Privately held Calysta Energy is developing technologies to turn methane into valuable liquid fuels and chemicals using natural gas as feedstock.  The company was spun out of DNA 2.0, a developer of synthetic gene supplies.  Calysta has developed proprietary processes for the identification of enzymes and efficient gene expression.  The enzymes are used as biocatalysts to turn natural gas into alcohols, esters, oxides and olefins. 

Despite its bad reputation as a greenhouse gas, compared to other hydrocarbon fuels, burning methane produces less carbon dioxide for each unit of heat released.  Natural gas, which is mostly methane, burns well as a power or heat source without emitting sulfur dioxide, mercury, or particulates into the air or leaving ash behind.  This is a significant improvement over coal.  The switch by power plants from coal to natural gas has been a significant contributor to reduced carbon dioxide emissions in the U.S.

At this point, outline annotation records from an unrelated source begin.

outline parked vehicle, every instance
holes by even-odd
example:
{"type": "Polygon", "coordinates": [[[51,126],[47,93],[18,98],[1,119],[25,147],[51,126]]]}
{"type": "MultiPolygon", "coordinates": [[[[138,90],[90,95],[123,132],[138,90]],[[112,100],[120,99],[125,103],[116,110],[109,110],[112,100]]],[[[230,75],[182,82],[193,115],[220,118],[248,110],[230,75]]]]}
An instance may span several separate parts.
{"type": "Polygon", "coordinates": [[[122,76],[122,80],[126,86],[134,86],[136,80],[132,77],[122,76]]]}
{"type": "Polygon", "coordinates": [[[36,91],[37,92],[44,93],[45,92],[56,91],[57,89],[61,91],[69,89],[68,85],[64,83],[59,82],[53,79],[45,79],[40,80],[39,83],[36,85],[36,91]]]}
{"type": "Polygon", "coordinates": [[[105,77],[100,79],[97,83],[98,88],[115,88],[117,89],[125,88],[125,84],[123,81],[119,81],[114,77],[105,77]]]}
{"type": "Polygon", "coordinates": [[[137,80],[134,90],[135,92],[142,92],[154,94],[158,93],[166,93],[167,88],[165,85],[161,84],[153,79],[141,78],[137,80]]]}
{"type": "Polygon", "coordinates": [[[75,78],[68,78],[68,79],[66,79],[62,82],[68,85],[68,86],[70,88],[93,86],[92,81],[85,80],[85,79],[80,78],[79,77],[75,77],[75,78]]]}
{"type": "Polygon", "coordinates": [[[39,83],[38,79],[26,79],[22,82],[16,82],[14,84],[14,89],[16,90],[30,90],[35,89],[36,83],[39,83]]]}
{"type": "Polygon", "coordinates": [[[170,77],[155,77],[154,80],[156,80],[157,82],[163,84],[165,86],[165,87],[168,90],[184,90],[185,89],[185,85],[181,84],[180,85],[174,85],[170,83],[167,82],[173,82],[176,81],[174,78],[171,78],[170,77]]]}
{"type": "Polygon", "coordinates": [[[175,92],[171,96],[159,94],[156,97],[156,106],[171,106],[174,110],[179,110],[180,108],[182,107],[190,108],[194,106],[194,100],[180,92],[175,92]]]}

Calysta expects to locate near significant natural gas sources, capturing methane an converting it to valuable fuels and chemicals.  Management claims is will cost less than half to produce these fuels and chemicals than through algae- or sugar-based methods. 

Earlier this month Calysta Energy received $3 million in a Series A stock offering from a venture capital group led by Pangaea Ventures Ltd.  The financing will be used to support further development of enzymes and organisms that can convert natural gas feedstock to chemicals and fuels. 

The company has offered no introduction dates for commercial products as yet.  However, in June 2013, Calysta did forge a partnership with NatureWorks for the development of lactic acid for bioplastics.  I expect to hear more from Calysta in coming months about development partnerships like this one that could pave the way for commercial products.

Neither the author of the Small Cap Strategist web log, Crystal Equity Research nor its affiliates have a beneficial interest in the companies mentioned herein.